The work on developing an information infrastructure for the simulation of building performance under normal and adverse conditions results in part from reprogramming in response to the events of September 11. This project builds nicely on existing expertise and past results by integrating the product data standards work and the simulation tool CONTAMW⁹ developed by the Indoor Air Quality and Ventilation Group. The plan is to develop a data mapping between the IFC data model and the CONTAMW internal data model, implement a translator based on this mapping, and test the translator by exchanging data between a CAD representation of the NIST Administration Building and CONTAMW. This implementation of interoperability between CAD and CONTAMW will then be used to conduct a study of likely adverse events in the building. The experience gained through this project will be applied to bring interoperability capabilities to other NIST simulation and analysis programs. This project will provide valuable feedback for improving and further extending the under-

lying IFC data model, and it also contributes to the life-cycle information management theme being developed in this group.

The product data standards work in the construction integration and automation technologies program continues to go well. Recent accomplishments in the steel construction area include prototype implementation and validation of the CIMsteel Integration Standards (CIS2) and interactions with software vendors to test and correct their CIS2 translators. Next, the group will focus on harmonizing CIS2 with other evolving standards from ongoing ISO/STEP, IAI/IFC, and XML initiatives. These efforts are necessary to promote the successful adoption of the standards in the marketplace. Within the project on developing product data standards for industrial facilities, the STEP Application Protocol for process plant industries that was developed by NIST and other PlantSTEP Consortium members was formally approved as an international standard, thus validating the high technical merit of this work.

The panel believes that the current collection of projects under way in the Computer Integrated Construction Group is well conceived and well directed at the goal of enhancing and extending the product data standards that have resulted from previous work and at helping to promote the adoption of these standards in the marketplace through trial software implementation and pilot application to real-world building projects. Next it will be important for the group to move beyond the goal of formal approval of data model standards and focus on promoting the adoption of the standards within the marketplace. Trial implementation and highly visible, well-documented pilot demonstration projects are critical to getting the word out.

Indoor Air Quality and Ventilation Group. The Indoor Air Quality and Ventilation Group has displayed technical leadership in relevant fields for many years, but the events of the past year have underscored the importance of this area of study.

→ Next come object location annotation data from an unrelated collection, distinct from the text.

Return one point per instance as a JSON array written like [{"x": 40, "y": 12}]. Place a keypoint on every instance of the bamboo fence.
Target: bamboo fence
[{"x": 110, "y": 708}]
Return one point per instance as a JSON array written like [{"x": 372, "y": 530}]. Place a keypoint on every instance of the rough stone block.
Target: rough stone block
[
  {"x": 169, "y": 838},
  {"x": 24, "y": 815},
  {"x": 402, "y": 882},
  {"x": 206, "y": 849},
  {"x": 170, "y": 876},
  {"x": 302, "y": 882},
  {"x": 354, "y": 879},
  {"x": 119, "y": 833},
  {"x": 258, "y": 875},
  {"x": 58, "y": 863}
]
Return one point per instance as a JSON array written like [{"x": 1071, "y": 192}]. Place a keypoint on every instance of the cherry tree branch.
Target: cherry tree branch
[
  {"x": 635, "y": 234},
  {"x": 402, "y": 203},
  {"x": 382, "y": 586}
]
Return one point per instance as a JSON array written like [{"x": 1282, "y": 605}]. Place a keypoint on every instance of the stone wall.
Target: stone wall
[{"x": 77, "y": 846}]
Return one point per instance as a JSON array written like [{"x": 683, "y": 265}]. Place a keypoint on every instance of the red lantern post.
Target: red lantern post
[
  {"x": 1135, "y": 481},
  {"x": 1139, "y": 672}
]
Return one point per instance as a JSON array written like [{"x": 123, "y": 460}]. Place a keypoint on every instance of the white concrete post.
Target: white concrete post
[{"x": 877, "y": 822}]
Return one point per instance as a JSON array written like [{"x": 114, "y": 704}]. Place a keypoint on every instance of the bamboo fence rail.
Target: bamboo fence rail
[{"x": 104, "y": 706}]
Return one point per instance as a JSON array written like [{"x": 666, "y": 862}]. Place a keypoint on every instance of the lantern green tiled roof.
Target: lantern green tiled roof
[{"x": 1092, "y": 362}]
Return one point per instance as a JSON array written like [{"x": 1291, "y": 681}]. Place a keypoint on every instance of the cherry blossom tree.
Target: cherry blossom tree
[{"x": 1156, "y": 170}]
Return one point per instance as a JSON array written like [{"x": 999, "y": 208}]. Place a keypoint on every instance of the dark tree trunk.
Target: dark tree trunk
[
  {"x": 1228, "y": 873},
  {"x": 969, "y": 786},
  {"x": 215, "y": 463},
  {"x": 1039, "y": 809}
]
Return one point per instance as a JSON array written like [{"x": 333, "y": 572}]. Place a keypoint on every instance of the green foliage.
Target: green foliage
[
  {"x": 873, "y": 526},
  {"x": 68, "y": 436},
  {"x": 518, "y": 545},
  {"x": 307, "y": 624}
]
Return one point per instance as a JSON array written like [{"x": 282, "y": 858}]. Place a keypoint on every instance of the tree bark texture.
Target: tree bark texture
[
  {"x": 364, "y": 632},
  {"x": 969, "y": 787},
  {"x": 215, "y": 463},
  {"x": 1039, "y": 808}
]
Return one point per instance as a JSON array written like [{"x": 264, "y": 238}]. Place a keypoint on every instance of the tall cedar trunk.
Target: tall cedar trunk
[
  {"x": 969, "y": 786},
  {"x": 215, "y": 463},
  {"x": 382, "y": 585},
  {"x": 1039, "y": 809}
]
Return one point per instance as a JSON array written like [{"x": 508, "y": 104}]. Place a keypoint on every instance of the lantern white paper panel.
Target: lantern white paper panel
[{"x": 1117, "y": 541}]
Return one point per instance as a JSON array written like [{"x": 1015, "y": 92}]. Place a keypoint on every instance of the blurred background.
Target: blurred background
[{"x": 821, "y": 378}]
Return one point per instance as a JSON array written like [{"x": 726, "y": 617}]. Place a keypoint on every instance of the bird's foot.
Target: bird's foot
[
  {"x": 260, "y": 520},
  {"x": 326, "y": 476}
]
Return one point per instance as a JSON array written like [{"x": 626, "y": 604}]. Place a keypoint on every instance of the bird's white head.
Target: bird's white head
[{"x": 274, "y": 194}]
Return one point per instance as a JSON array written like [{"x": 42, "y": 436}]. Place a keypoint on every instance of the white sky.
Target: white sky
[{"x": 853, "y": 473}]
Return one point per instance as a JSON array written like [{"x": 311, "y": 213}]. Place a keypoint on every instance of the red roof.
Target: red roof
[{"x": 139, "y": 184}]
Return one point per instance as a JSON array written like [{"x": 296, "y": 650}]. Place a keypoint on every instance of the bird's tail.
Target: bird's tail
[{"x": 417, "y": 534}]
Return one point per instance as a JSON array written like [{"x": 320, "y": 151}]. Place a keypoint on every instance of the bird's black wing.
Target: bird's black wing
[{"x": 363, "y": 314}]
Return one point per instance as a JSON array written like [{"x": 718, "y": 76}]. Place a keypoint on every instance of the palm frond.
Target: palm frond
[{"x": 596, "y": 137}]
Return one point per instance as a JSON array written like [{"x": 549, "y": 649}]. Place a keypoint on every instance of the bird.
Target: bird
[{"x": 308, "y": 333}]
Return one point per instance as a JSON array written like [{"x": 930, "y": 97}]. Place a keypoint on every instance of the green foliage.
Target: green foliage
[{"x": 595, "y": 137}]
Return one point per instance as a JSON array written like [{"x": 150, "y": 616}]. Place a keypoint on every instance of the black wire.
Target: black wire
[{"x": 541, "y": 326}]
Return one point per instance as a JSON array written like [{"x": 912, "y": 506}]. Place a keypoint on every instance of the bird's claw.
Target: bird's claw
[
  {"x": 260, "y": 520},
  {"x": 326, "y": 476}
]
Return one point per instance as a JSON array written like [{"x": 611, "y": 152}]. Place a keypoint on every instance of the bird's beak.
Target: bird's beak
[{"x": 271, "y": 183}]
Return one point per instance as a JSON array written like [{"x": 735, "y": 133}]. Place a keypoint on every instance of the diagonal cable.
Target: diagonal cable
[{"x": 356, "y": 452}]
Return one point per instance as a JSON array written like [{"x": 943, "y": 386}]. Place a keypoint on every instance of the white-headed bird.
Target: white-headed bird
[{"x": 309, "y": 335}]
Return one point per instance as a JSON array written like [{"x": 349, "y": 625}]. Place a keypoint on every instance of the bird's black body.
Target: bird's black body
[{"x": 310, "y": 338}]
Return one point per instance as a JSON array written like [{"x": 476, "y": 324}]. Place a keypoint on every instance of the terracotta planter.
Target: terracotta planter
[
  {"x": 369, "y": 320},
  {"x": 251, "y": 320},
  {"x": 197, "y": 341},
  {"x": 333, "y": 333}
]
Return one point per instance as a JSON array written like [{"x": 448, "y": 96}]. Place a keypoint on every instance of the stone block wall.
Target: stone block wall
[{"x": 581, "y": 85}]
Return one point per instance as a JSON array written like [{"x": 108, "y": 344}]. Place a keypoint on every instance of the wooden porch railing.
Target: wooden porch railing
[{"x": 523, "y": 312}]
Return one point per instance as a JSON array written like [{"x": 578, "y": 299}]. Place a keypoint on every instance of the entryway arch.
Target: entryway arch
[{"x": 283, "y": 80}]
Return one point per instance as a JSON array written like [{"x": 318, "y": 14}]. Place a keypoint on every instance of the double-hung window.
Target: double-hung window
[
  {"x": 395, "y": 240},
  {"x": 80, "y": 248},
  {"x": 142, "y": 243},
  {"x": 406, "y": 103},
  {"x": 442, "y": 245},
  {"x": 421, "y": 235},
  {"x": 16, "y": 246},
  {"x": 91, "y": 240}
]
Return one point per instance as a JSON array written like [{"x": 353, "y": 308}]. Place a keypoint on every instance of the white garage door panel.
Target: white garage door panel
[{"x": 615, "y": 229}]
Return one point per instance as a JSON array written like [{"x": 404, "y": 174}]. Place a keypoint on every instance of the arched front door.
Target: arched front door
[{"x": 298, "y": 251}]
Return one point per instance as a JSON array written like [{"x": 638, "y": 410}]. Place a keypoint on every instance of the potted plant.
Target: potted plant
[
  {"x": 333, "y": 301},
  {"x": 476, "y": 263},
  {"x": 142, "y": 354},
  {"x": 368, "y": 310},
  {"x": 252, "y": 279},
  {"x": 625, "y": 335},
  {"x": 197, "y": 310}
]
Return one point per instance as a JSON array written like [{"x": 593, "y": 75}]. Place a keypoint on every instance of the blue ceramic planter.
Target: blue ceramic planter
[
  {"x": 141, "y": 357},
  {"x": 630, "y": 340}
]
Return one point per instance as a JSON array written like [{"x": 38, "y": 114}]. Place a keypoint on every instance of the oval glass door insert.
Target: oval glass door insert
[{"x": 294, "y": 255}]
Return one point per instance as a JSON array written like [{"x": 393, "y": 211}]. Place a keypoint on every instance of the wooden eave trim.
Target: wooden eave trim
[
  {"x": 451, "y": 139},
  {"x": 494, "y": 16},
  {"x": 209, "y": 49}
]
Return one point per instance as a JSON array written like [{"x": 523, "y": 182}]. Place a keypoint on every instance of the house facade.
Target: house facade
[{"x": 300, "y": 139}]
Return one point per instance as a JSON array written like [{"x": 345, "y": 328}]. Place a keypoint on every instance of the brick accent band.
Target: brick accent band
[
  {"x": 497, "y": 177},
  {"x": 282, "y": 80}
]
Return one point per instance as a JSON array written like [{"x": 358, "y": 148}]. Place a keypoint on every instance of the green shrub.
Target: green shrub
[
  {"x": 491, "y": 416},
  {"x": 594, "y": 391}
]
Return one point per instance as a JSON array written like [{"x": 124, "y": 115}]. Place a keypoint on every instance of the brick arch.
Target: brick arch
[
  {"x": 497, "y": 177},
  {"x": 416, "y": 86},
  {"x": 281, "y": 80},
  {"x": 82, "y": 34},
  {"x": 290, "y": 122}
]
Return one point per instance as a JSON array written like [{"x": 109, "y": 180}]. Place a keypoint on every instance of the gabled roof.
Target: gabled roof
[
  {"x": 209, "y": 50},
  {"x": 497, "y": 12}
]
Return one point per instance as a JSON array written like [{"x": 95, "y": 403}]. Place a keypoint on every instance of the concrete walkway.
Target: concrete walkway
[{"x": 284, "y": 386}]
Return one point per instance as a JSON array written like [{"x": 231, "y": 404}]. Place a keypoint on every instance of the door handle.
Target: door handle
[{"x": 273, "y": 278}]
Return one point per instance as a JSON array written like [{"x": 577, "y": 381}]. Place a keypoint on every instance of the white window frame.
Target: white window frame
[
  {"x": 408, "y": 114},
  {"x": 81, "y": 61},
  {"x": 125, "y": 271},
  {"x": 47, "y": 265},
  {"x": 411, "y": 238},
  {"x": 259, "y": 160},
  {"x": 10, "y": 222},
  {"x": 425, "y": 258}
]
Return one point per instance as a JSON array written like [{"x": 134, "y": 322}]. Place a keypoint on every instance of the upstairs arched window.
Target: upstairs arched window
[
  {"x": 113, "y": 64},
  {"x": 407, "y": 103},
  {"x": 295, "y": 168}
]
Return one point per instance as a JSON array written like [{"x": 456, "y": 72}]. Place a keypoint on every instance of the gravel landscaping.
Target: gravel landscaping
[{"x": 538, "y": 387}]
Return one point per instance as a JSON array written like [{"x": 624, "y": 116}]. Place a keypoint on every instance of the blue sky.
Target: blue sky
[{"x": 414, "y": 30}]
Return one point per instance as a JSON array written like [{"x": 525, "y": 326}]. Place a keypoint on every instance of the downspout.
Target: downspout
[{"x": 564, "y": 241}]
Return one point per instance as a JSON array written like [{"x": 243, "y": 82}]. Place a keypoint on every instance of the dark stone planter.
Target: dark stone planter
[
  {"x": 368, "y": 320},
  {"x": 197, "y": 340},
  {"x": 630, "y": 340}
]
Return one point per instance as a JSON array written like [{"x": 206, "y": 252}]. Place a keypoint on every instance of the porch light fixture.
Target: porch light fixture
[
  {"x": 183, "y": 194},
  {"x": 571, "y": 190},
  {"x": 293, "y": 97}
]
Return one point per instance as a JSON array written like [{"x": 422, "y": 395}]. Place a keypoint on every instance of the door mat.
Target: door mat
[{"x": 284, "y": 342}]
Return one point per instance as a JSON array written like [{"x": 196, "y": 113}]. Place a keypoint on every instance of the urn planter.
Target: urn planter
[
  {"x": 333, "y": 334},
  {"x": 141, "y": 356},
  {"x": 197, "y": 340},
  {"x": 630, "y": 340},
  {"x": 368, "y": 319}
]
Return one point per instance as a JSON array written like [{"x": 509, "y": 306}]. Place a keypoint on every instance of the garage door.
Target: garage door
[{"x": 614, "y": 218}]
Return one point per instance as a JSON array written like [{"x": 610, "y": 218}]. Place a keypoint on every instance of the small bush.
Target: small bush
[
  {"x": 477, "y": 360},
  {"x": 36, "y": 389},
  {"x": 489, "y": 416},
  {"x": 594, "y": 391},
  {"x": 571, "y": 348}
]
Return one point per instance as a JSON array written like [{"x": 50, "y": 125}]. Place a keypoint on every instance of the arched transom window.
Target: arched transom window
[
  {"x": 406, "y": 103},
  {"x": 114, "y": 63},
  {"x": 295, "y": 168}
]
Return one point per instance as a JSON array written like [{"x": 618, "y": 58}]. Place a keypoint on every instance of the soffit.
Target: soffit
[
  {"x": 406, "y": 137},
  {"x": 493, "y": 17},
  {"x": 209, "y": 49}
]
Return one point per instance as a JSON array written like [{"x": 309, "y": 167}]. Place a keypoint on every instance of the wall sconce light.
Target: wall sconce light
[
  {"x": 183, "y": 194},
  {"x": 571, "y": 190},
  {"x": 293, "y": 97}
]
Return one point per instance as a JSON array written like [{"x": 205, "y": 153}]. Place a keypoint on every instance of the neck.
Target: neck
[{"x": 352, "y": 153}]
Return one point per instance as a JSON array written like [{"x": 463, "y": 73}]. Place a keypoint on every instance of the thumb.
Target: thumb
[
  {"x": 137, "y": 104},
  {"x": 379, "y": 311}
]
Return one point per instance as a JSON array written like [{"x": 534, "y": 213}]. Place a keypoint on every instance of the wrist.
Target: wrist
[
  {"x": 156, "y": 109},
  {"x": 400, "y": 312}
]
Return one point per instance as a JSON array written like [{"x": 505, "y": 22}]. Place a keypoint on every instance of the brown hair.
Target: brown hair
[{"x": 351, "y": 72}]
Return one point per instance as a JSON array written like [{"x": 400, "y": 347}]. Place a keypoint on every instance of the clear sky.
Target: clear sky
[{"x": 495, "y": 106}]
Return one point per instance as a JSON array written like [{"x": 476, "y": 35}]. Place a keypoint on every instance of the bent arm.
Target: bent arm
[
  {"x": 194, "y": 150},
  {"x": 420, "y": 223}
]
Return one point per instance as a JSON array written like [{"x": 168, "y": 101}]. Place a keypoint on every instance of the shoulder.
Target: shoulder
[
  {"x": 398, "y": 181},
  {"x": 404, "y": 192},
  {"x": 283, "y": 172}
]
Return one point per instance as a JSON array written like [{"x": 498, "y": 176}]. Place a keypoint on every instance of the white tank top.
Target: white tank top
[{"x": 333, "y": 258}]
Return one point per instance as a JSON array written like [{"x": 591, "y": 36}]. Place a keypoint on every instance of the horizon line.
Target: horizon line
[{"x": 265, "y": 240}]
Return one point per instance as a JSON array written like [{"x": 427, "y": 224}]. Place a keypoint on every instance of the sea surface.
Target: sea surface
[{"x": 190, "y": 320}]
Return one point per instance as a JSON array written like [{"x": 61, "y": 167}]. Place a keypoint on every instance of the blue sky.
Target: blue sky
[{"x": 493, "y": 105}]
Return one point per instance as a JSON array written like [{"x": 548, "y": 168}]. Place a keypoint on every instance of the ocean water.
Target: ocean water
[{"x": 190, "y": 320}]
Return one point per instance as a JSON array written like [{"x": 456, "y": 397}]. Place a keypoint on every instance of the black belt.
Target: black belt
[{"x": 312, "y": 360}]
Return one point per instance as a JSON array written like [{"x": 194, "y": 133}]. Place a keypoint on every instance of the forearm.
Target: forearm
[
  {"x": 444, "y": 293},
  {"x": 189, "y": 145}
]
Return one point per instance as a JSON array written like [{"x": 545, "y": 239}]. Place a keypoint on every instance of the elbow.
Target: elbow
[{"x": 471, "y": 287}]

The value of NIST’s role as a provider of unbiased scientific information and analysis has never been clearer.

Airflow and pollutant model development is one key activity of the group. Staff have provided innovative, high-quality performance prediction methods for research, development, and design. The most widely used model created is the CONTAMW program, which performs multizone mass balance analysis to determine contaminant concentrations in zones over time. Once a model of a particular building is built, CONTAMW can be used for ventilation design, contaminant analysis, and smoke management. The group is currently working on further enhancing the program’s modeling capabilities by integrating existing ventilation modeling with thermal and fire modeling programs. It is also working on improving usability by providing libraries of model inputs, different views of a building, integration with data from CAD systems, and postprocessing software for calculation and visualization. CONTAMW is freely available and can be downloaded from the NIST Web site. This program is a good example of how state-of-the-art basic research can produce practical tools useful to industry. It is also a good example of intralaboratory collaboration, as researchers from the Computer Integrated Construction Group and the Fire Research Division have made important contributions to the project.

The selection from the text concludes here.